Dei Majhi is currently facing seven criminal cases. 

A frail woman in her early 50s with a fierce face, Dei has a soft voice.

When Article 14 spoke to her after her release on bail—carrying the same conditions—in all seven cases, she sounded exhausted but resolute.

“I will not stop fighting,” she said quietly. She had yet to comply with the bail order and did not comment on it, saying she is, at the moment, content. “I am finally home,” she added.

Continued Clampdown

Villagers we spoke to in Tijimali said the arrests have created a climate of fear and that they have stopped travelling outside their villages because they fear being detained.

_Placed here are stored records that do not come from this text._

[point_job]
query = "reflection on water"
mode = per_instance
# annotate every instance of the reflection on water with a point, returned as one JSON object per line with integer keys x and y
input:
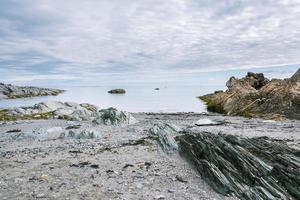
{"x": 136, "y": 99}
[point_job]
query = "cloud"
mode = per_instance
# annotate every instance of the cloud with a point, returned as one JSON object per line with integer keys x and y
{"x": 84, "y": 39}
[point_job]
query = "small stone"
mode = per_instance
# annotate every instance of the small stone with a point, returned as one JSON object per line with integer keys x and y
{"x": 160, "y": 197}
{"x": 180, "y": 179}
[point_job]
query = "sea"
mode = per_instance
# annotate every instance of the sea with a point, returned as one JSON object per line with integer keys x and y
{"x": 167, "y": 99}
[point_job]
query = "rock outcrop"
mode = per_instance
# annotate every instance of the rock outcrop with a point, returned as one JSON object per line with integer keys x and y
{"x": 256, "y": 96}
{"x": 117, "y": 91}
{"x": 112, "y": 116}
{"x": 69, "y": 111}
{"x": 250, "y": 168}
{"x": 8, "y": 91}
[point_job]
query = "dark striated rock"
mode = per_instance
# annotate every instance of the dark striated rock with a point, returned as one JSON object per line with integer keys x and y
{"x": 165, "y": 134}
{"x": 8, "y": 91}
{"x": 117, "y": 91}
{"x": 250, "y": 168}
{"x": 256, "y": 96}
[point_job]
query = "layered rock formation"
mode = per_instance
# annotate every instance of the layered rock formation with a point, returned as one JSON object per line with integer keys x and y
{"x": 69, "y": 111}
{"x": 256, "y": 96}
{"x": 250, "y": 168}
{"x": 8, "y": 91}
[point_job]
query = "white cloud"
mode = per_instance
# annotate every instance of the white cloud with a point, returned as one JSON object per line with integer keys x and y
{"x": 88, "y": 38}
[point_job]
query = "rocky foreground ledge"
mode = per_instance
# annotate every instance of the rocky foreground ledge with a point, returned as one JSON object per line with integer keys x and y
{"x": 8, "y": 91}
{"x": 82, "y": 152}
{"x": 256, "y": 96}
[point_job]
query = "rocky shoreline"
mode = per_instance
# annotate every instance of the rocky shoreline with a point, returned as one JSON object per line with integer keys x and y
{"x": 78, "y": 151}
{"x": 8, "y": 91}
{"x": 256, "y": 96}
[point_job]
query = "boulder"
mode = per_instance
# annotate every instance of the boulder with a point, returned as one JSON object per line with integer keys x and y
{"x": 250, "y": 168}
{"x": 256, "y": 96}
{"x": 209, "y": 122}
{"x": 117, "y": 91}
{"x": 112, "y": 116}
{"x": 12, "y": 92}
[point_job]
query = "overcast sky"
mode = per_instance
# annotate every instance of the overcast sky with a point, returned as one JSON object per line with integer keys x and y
{"x": 95, "y": 40}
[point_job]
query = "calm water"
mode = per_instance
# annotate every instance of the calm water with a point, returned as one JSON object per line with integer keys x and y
{"x": 136, "y": 99}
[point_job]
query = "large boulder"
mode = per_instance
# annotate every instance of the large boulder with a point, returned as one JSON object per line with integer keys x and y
{"x": 117, "y": 91}
{"x": 165, "y": 134}
{"x": 256, "y": 96}
{"x": 12, "y": 92}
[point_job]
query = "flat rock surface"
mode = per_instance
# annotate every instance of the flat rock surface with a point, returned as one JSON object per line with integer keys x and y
{"x": 8, "y": 91}
{"x": 118, "y": 162}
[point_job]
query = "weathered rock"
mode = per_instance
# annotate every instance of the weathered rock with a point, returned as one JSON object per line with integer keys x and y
{"x": 8, "y": 91}
{"x": 250, "y": 168}
{"x": 112, "y": 116}
{"x": 165, "y": 134}
{"x": 208, "y": 122}
{"x": 50, "y": 110}
{"x": 117, "y": 91}
{"x": 256, "y": 96}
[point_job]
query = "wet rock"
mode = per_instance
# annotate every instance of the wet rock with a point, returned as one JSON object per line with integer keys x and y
{"x": 159, "y": 197}
{"x": 117, "y": 91}
{"x": 208, "y": 122}
{"x": 51, "y": 110}
{"x": 165, "y": 135}
{"x": 256, "y": 96}
{"x": 8, "y": 91}
{"x": 14, "y": 131}
{"x": 250, "y": 168}
{"x": 112, "y": 116}
{"x": 77, "y": 126}
{"x": 128, "y": 165}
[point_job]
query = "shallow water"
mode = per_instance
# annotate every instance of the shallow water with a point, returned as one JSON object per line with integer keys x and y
{"x": 136, "y": 99}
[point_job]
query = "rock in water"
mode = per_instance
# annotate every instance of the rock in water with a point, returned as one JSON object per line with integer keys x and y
{"x": 165, "y": 135}
{"x": 8, "y": 91}
{"x": 250, "y": 168}
{"x": 256, "y": 96}
{"x": 112, "y": 116}
{"x": 117, "y": 91}
{"x": 208, "y": 122}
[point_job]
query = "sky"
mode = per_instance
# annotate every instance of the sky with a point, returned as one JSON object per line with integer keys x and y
{"x": 132, "y": 41}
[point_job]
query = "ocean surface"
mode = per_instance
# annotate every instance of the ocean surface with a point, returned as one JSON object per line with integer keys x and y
{"x": 137, "y": 98}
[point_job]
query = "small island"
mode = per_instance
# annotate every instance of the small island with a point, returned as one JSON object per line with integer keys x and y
{"x": 117, "y": 91}
{"x": 256, "y": 96}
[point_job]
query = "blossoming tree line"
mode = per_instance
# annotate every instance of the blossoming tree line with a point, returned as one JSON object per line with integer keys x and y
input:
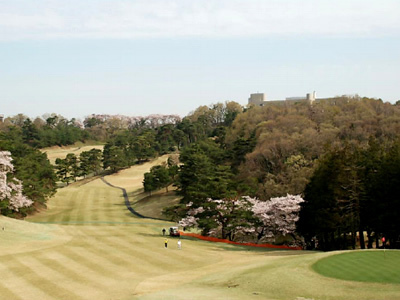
{"x": 11, "y": 196}
{"x": 246, "y": 218}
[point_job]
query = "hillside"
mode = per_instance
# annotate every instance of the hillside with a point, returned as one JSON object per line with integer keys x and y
{"x": 89, "y": 246}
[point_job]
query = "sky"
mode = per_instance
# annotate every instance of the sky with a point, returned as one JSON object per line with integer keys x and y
{"x": 142, "y": 57}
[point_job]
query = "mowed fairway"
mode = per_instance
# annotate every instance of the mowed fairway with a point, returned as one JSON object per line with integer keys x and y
{"x": 87, "y": 245}
{"x": 61, "y": 152}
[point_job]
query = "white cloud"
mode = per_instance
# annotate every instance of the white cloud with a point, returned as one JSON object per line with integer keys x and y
{"x": 42, "y": 19}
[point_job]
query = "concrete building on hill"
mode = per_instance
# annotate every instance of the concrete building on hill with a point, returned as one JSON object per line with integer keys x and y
{"x": 260, "y": 99}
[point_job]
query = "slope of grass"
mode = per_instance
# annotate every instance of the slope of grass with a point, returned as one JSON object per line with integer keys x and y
{"x": 152, "y": 206}
{"x": 96, "y": 249}
{"x": 367, "y": 266}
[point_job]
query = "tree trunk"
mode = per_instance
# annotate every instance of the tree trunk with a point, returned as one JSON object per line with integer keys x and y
{"x": 362, "y": 241}
{"x": 376, "y": 241}
{"x": 369, "y": 239}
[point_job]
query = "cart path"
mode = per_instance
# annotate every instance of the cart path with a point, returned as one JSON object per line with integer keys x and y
{"x": 127, "y": 202}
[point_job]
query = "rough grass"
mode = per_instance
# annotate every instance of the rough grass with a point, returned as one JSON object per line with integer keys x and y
{"x": 95, "y": 249}
{"x": 61, "y": 152}
{"x": 368, "y": 266}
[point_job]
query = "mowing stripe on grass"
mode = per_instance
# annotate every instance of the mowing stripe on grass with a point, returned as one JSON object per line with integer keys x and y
{"x": 127, "y": 203}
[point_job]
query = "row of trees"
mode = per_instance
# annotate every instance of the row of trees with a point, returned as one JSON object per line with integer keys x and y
{"x": 72, "y": 167}
{"x": 246, "y": 218}
{"x": 11, "y": 196}
{"x": 353, "y": 190}
{"x": 54, "y": 130}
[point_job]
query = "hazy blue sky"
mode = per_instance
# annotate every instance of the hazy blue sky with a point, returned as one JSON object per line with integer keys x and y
{"x": 130, "y": 57}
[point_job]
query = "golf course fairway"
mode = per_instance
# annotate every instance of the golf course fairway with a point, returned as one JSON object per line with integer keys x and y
{"x": 88, "y": 245}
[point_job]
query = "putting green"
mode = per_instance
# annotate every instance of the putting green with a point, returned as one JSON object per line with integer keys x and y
{"x": 366, "y": 266}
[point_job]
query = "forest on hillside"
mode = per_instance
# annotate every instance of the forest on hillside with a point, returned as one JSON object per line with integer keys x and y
{"x": 340, "y": 155}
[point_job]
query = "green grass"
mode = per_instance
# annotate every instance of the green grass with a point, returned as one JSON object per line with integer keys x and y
{"x": 152, "y": 206}
{"x": 61, "y": 152}
{"x": 366, "y": 266}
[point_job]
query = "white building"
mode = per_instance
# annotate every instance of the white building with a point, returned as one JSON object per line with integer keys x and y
{"x": 260, "y": 99}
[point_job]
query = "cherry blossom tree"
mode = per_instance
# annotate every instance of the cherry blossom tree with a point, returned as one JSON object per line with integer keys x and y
{"x": 11, "y": 195}
{"x": 226, "y": 217}
{"x": 278, "y": 216}
{"x": 246, "y": 216}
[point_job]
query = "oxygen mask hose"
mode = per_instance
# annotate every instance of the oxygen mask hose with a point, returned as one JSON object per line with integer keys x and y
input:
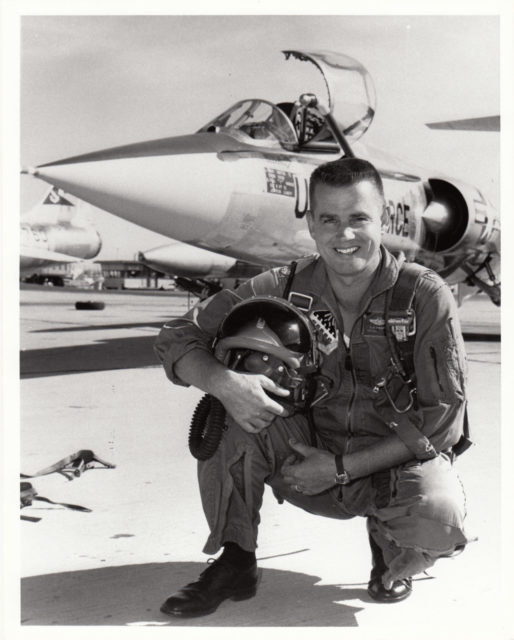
{"x": 206, "y": 428}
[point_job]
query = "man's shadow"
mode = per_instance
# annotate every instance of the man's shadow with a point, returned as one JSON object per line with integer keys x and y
{"x": 132, "y": 594}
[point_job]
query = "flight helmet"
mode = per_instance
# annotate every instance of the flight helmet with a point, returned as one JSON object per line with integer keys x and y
{"x": 270, "y": 336}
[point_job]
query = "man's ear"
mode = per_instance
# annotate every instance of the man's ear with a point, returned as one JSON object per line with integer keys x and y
{"x": 310, "y": 221}
{"x": 384, "y": 219}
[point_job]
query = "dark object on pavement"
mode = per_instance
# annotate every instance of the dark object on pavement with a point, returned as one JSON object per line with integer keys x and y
{"x": 89, "y": 305}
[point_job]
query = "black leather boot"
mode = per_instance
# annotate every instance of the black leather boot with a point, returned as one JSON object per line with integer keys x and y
{"x": 220, "y": 581}
{"x": 400, "y": 590}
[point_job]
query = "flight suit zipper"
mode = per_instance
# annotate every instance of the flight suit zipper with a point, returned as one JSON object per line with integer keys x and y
{"x": 348, "y": 365}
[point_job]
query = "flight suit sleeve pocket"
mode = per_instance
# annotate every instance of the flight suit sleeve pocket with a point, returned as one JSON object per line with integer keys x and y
{"x": 445, "y": 370}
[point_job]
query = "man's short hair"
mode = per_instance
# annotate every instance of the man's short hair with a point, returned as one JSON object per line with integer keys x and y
{"x": 345, "y": 172}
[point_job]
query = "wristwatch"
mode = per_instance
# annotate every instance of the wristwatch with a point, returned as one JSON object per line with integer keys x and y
{"x": 342, "y": 476}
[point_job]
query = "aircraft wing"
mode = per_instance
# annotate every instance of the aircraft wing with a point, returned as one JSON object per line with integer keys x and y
{"x": 32, "y": 255}
{"x": 487, "y": 123}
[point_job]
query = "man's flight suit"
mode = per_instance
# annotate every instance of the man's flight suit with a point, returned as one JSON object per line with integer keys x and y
{"x": 415, "y": 511}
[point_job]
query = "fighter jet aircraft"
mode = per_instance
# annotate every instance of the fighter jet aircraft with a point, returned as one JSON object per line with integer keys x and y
{"x": 53, "y": 233}
{"x": 239, "y": 185}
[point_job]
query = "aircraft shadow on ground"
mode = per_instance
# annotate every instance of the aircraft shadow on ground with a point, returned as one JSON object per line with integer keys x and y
{"x": 103, "y": 327}
{"x": 131, "y": 595}
{"x": 117, "y": 353}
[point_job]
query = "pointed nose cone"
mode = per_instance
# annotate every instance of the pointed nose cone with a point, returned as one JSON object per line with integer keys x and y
{"x": 176, "y": 186}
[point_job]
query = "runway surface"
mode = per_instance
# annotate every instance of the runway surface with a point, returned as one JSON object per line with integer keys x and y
{"x": 90, "y": 380}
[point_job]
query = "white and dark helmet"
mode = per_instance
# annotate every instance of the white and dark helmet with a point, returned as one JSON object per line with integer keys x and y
{"x": 270, "y": 336}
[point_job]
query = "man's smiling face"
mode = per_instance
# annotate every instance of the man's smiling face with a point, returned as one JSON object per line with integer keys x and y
{"x": 346, "y": 224}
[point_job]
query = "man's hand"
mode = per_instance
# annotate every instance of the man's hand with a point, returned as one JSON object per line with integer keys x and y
{"x": 310, "y": 471}
{"x": 243, "y": 396}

“In one family, five out of six members have cases against them,” said Rukdai Majhi, Naring Dei Majhi’s sister-in-law.

Article 14 found that at least six of the seven members in a single family are facing criminal charges related to the protests.

Activists also claim that some individuals released on bail have later been arrested again in other cases.

Meanwhile, women have emerged as key figures in sustaining the movement.

“During the arrest spree in 2024 and 2025, women became the guardians of the villages,” said Kumeswar Naik. “They would keep watch and warn the men whenever police arrived.”

For many families, the arrests have brought emotional and financial strain.

Tulanti Naik, Kumeshwar Naik’s wife, who was pregnant when her husband was jailed, said those months were filled with anxiety.

“I was alone and worried all the time,” she said.

After a pause, she added quietly: “But we are not giving up.”